We may even reflect on the crucial questions like do we need to compete on room rates at all? Or should we consider other core competencies, product attributes or differentiators? Do we track and measure only price points (net rate) for room revenue impact per booking while disregarding total spend per stay? Are there alternative ways of segmenting our market that offer a better understanding of both manifested and latent demand? Do we dig deeper than targeting e.g. millennials? An age bracket like that contains high income earners just as well as low income earners; frequent travelers and staycationers; domestics and internationals; and solo travelers plus couples – they might all be millennials. Segmentation evolves beyond demographics as we speak. Strategizing should rely on solid data, information and reflection as a start.
One thing is safe to predict: that nothing is stationary and everything keeps evolving and shifting in our world. Change is the only constant and artificial intelligence is likely to disrupt the ways service providers connect with customers: as we’ll transact differently, revenue generation will be impacted. Certain silos as Sales, Marketing and Revenue Management will all be effected and will likely move (maybe by merging?) towards new ways of harnessing the power of data and leveraging technology.
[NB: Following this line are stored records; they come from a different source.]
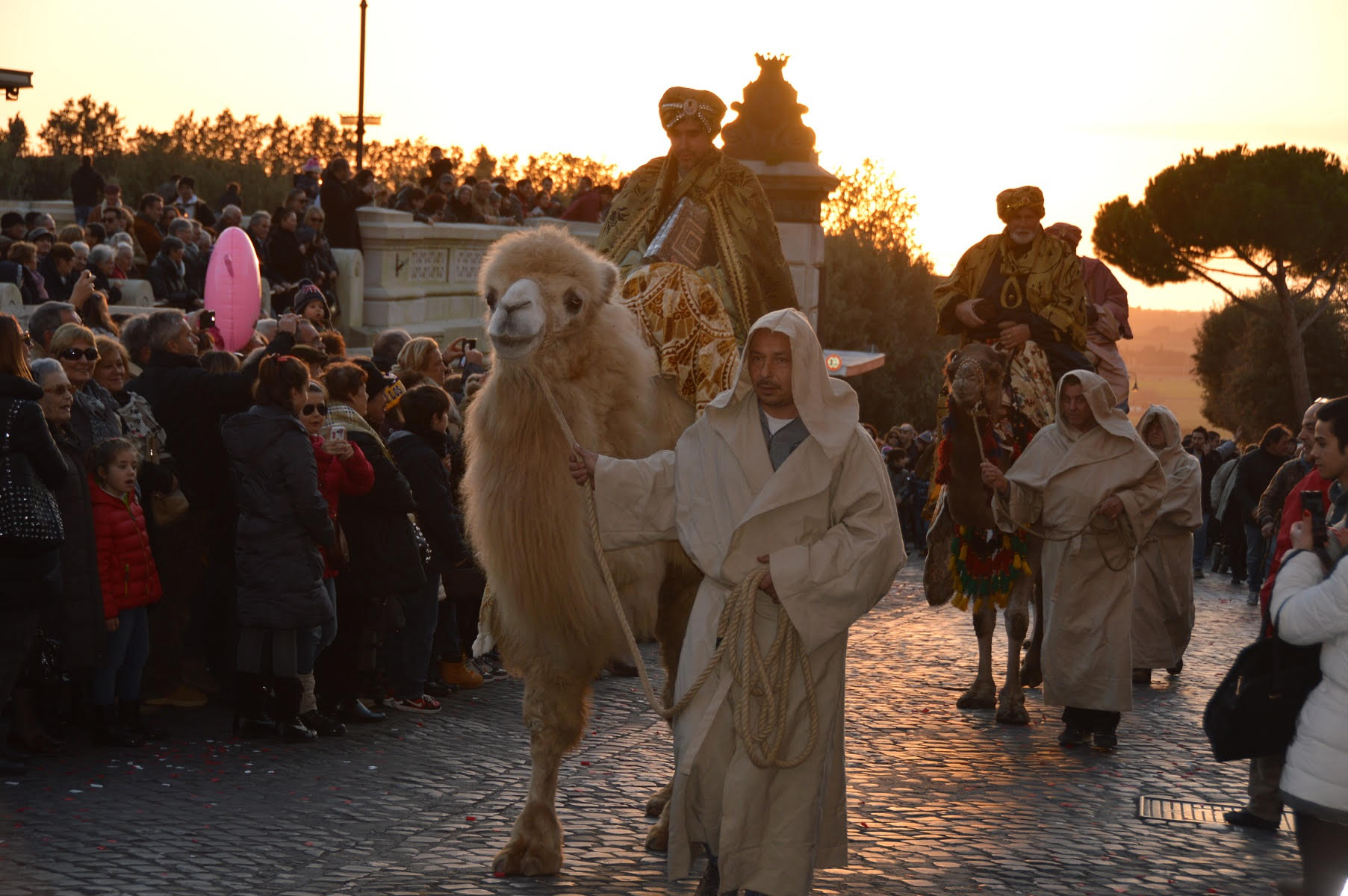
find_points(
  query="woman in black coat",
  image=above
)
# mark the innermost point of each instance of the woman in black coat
(282, 523)
(385, 569)
(73, 624)
(33, 579)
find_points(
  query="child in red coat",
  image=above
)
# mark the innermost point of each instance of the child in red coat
(130, 584)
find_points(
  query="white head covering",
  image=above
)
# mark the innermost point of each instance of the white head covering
(827, 405)
(1169, 425)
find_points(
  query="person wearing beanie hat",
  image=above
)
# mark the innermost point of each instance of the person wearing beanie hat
(311, 305)
(695, 227)
(1022, 291)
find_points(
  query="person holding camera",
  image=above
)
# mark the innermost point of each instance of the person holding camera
(1311, 606)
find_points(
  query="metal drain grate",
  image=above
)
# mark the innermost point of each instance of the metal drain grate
(1182, 810)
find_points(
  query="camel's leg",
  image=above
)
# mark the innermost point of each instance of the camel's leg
(1011, 701)
(1031, 674)
(936, 566)
(983, 693)
(554, 715)
(678, 591)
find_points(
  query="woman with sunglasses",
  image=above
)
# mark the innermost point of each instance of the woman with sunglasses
(33, 579)
(283, 522)
(95, 414)
(343, 469)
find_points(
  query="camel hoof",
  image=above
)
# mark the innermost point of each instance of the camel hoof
(978, 700)
(658, 839)
(1013, 713)
(656, 803)
(530, 860)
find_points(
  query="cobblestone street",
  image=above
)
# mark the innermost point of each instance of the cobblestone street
(941, 800)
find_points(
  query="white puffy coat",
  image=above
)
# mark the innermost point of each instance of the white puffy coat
(1309, 609)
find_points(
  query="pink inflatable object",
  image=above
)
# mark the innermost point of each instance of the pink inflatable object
(234, 287)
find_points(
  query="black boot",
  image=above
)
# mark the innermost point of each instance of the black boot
(251, 717)
(108, 732)
(289, 693)
(139, 725)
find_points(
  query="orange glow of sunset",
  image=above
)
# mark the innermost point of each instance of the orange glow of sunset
(959, 100)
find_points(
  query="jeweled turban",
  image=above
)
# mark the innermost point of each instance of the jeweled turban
(1014, 199)
(686, 103)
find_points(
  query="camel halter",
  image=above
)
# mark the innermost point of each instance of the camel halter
(765, 681)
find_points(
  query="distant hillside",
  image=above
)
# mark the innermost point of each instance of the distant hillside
(1160, 358)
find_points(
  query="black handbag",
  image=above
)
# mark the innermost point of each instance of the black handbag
(30, 519)
(1254, 710)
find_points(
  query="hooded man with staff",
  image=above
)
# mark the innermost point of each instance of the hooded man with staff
(775, 480)
(1091, 488)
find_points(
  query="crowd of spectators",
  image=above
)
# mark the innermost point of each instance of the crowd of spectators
(276, 529)
(167, 236)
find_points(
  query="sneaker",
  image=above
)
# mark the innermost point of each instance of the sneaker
(1073, 736)
(423, 703)
(462, 675)
(182, 697)
(1244, 818)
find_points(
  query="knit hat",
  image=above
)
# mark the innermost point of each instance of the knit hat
(308, 293)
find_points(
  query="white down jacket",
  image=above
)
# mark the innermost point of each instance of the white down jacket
(1309, 609)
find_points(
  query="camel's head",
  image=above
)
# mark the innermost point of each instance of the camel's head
(539, 284)
(975, 376)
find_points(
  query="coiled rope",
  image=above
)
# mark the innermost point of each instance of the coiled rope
(762, 698)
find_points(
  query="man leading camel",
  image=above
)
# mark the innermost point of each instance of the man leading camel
(1092, 487)
(777, 472)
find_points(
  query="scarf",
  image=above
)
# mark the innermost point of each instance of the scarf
(348, 417)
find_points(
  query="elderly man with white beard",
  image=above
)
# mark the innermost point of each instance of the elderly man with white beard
(1022, 291)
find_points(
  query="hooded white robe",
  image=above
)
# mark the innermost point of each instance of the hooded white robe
(1056, 487)
(1162, 603)
(828, 523)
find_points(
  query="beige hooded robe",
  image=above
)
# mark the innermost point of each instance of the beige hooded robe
(1162, 601)
(828, 524)
(1056, 488)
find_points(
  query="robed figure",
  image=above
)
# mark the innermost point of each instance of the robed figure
(698, 249)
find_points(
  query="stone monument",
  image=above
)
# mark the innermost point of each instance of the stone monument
(771, 140)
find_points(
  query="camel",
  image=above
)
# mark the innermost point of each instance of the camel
(975, 376)
(553, 320)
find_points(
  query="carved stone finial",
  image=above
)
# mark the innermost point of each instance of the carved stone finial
(768, 125)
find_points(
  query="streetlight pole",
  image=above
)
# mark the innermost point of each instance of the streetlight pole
(360, 99)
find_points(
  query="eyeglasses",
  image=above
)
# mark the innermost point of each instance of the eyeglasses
(75, 355)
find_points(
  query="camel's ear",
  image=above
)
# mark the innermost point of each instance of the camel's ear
(607, 281)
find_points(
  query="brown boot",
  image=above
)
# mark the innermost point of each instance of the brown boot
(462, 675)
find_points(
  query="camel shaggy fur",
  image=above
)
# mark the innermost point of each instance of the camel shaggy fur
(552, 318)
(975, 378)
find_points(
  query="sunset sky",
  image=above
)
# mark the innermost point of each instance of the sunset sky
(959, 100)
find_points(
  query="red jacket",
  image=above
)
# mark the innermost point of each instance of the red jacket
(1292, 514)
(336, 477)
(125, 566)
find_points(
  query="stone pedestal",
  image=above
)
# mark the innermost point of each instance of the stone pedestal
(421, 278)
(795, 190)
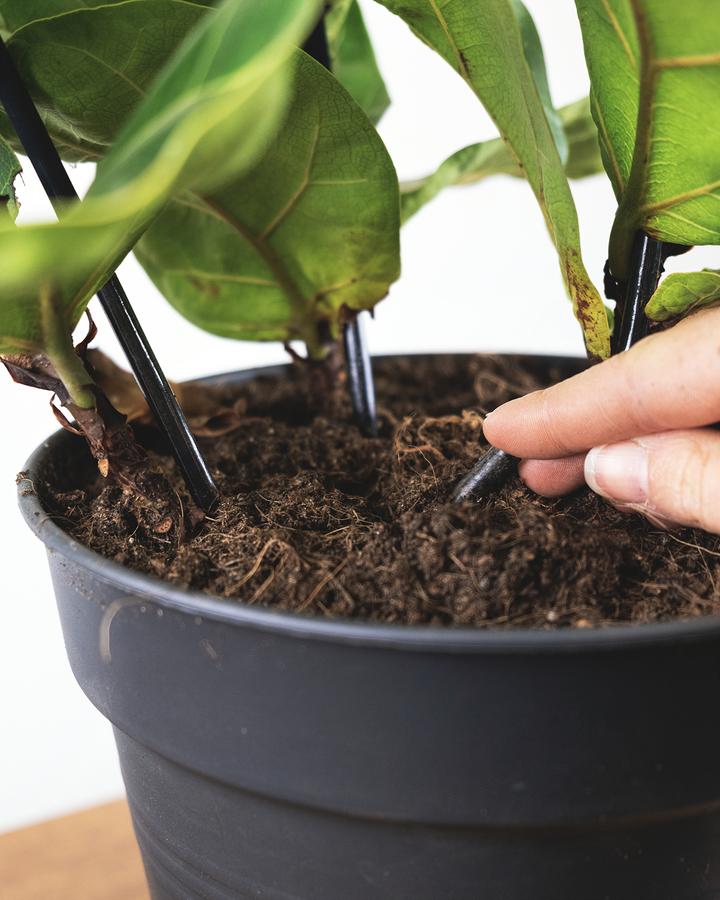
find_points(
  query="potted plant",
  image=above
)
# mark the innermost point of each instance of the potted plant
(367, 749)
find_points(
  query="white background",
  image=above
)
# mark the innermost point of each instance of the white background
(479, 273)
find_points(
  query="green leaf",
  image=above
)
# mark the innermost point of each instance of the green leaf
(584, 157)
(207, 118)
(655, 72)
(532, 45)
(353, 58)
(10, 168)
(484, 45)
(310, 231)
(683, 292)
(88, 64)
(480, 161)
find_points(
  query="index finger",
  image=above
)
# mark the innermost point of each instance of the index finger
(667, 381)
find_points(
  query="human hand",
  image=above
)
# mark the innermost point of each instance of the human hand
(640, 415)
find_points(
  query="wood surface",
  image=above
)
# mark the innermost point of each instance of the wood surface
(90, 855)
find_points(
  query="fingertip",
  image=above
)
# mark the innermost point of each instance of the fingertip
(553, 477)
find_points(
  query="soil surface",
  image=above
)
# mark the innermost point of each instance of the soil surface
(318, 519)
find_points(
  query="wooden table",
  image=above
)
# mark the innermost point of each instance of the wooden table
(90, 855)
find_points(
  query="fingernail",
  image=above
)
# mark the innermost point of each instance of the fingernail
(618, 472)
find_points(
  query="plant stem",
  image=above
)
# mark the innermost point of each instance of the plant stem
(60, 351)
(45, 160)
(628, 217)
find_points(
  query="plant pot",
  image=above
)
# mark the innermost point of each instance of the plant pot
(272, 755)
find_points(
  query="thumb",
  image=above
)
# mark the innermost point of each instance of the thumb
(672, 477)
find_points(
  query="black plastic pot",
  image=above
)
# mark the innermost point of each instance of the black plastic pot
(277, 756)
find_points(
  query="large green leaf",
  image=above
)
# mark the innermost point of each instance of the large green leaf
(10, 168)
(532, 45)
(353, 58)
(483, 43)
(310, 231)
(207, 118)
(480, 161)
(655, 73)
(683, 292)
(88, 64)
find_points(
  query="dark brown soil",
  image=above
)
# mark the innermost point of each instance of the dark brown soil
(317, 519)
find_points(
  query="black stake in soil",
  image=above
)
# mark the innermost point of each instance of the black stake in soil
(39, 147)
(357, 357)
(495, 467)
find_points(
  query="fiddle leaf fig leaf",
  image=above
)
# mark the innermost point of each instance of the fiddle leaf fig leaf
(655, 74)
(683, 292)
(485, 46)
(208, 117)
(479, 161)
(353, 59)
(10, 168)
(532, 46)
(87, 65)
(311, 231)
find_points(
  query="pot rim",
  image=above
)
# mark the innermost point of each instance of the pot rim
(427, 638)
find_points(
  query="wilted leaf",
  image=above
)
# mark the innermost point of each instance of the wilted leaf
(480, 161)
(88, 64)
(312, 229)
(10, 168)
(207, 117)
(353, 59)
(655, 73)
(682, 292)
(483, 43)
As voice is gradually taking over other types of inputs (e.g. for search) and digital assistants start taking over mundane task completion from wake-up calls, daily news reading and location finding to sourcing and purchasing consumer goods, it is an inevitable consequence that more and more travel products will also be sold through Google Assistants, Alexas, Siris and other similar platforms. The purchase decision may be reserved to humans for now, but the searching and curating can be seamlessly conducted by AI. One key question arises: are service providers ready to start marketing to digital assistants instead of human eyeballs when a vacation or an accommodation product is the subject? How much different will that be in the key product variables when instead of instructing a personal digital assistant to book a ride to the airport, the request will be to book a flight or a weekend getaway package to Vegas or a cruise to Alaska? This new phase in connecting with customers will come sooner than we think.
The need to cater to both evolving customer needs and for meeting income targets set by owners and investors will be stronger than ever for hotels. The technology is an exciting new tool but it won’t turn lousy customer service into satisfactory or a dead hotel location into a coveted place to stay. Revenue professionals will use the understanding of the potential upside of meaningful consumer insights, faster and better analytics, constant connectivity and responsiveness without forgetting that the fundamentals of hospitality never change. The future of Revenue Management is exciting and it is unfolding not exactly as we thought it would even a decade ago. However, looking forward is important. Preparing ourselves for the future will help us deal with the changes much better.
The future of Revenue Management is likely to be more than total revenue management or lightning fast market report generation or individualized room rate adjustment on the fly. If the fine balance between human strategy formulation, decision making and the application of artificial intelligence is found, good things are likely to happen.